Même alors, ajoute-t-il, on craignait qu’il soit difficile de distribuer le médicament dans les zones rurales du Bangladesh car il nécessite un stockage au froid et une préparation spéciale juste avant d’être administré.

Mais Mondal a mis sur pied un nouvel essai qui a montré que cet obstacle pouvait être surmonté grâce à la sensibilisation des agents de santé. “C’était une formation simple”, dit-il. “Vous expliquez tout. Et ça marche.”

Les responsables de l’OMS ont ensuite aidé à négocier un accord visant à réduire considérablement le prix du nouveau médicament dans les pays à faible revenu et ont ensuite fait don de doses au Bangladesh.

Autres maladies sur les cordes

Gabrielli, responsable de l’OMS, estime qu’il convient également de célébrer l’autre réussite du Bangladesh en 2023 : la lutte contre la filariose lymphatique, mieux connue sous le nom d’éléphantiasis, qu’un deuxième pays, le Laos, a également éliminé en 2023.

“C’est une maladie défigurante entraînant un gonflement des membres et une défiguration du corps humain”, note-t-il. “C’est donc une maladie qui est associée à beaucoup de souffrances, non seulement physiques, mais aussi psychologiques.”

Enfin, ajoute Gabrielli, 2023 a également vu le Ghana triompher de la trypanosomiase humaine africaine gambiense.

“C’est la ‘maladie du sommeil'”, explique Gabrielli, “causée par un parasite transmis par la mouche tsé-tsé”. Essentiellement, le parasite tue une personne infectée en attaquant son système nerveux central. “C’est donc aussi une maladie très grave.”

Malgré tous ces progrès, l’OMS a ajouté en 2023 une nouvelle entrée à la liste des maladies tropicales négligées : une maladie gangreneuse appelée « Noma » qui touche principalement les jeunes enfants malnutris.

Parallèlement, Mondal s’inquiète du fait que les progrès du Bangladesh dans la lutte contre la leishmaniose viscérale ont déjà entraîné une baisse du financement international destiné à garantir que la maladie ne revienne pas.

“Il y a encore beaucoup à faire”, dit-il.

Par exemple, Mondal étudie actuellement une maladie cutanée associée que jusqu’à 20 % des patients guéris pourraient développer.

“Ces personnes sont cliniquement saines. Mais elles hébergent le parasite”, dit-il. “Le défi consiste désormais à les rechercher très activement et à les mettre également sous traitement afin qu’ils ne puissent pas transmettre la maladie à d’autres.”

Mondal craint également que le gouvernement du Bangladesh ait plus de mal à justifier les dépenses liées à la poursuite d’une autre stratégie qui s’est avérée efficace contre la leishmaniose viscérale : la fumigation fréquente et généralisée des maisons contre les phlébotomes.
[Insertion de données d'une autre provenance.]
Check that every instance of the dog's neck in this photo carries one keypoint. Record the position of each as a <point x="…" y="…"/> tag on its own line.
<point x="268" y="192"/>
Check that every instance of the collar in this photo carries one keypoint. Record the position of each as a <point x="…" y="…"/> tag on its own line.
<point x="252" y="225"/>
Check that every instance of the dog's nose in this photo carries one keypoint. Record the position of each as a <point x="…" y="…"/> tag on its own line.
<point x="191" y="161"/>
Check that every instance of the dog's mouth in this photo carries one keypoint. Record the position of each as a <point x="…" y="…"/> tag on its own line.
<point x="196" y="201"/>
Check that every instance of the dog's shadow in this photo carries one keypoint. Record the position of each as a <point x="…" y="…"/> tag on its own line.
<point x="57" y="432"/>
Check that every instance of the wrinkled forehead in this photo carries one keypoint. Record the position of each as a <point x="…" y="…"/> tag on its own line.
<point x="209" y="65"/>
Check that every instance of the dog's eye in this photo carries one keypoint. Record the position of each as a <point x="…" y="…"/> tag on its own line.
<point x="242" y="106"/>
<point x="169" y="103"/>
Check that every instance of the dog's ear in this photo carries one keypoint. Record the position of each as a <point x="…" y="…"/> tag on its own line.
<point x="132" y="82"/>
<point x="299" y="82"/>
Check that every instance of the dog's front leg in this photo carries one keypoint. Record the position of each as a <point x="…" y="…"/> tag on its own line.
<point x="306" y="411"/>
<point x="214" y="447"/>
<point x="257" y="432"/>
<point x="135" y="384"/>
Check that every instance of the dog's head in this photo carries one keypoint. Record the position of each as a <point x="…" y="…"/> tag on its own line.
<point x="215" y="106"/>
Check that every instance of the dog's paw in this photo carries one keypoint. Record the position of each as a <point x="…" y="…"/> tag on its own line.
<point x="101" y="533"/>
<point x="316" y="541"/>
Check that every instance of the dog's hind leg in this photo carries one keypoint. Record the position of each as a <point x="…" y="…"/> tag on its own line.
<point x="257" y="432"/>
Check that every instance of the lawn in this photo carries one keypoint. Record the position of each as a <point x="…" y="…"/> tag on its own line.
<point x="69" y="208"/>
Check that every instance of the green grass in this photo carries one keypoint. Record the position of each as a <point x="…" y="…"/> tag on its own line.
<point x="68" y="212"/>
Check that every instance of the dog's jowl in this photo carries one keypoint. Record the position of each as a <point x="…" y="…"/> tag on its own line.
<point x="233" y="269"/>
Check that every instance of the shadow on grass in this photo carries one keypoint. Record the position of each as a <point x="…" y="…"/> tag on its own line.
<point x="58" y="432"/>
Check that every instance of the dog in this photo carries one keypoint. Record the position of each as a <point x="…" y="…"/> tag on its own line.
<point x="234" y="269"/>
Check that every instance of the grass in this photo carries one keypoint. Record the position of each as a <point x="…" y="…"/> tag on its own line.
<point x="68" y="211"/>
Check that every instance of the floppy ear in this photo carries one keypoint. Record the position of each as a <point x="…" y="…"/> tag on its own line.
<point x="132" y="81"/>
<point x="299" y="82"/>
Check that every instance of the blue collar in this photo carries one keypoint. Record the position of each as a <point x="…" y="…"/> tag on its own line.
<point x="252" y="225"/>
Mondal et ses collaborateurs travaillent donc sur une solution potentiellement plus rentable : une peinture contenant un insecticide pouvant être appliqué sur les murs. Selon lui, lors d’essais, il a été démontré que l’impact durait au moins deux ans. Et il espère en faire une option pratique que les gens pourront appliquer eux-mêmes chez eux.

Il est trop tôt pour relâcher la vigilance face à cette maladie, estime-t-il. “Nous devons continuer à nous préparer.”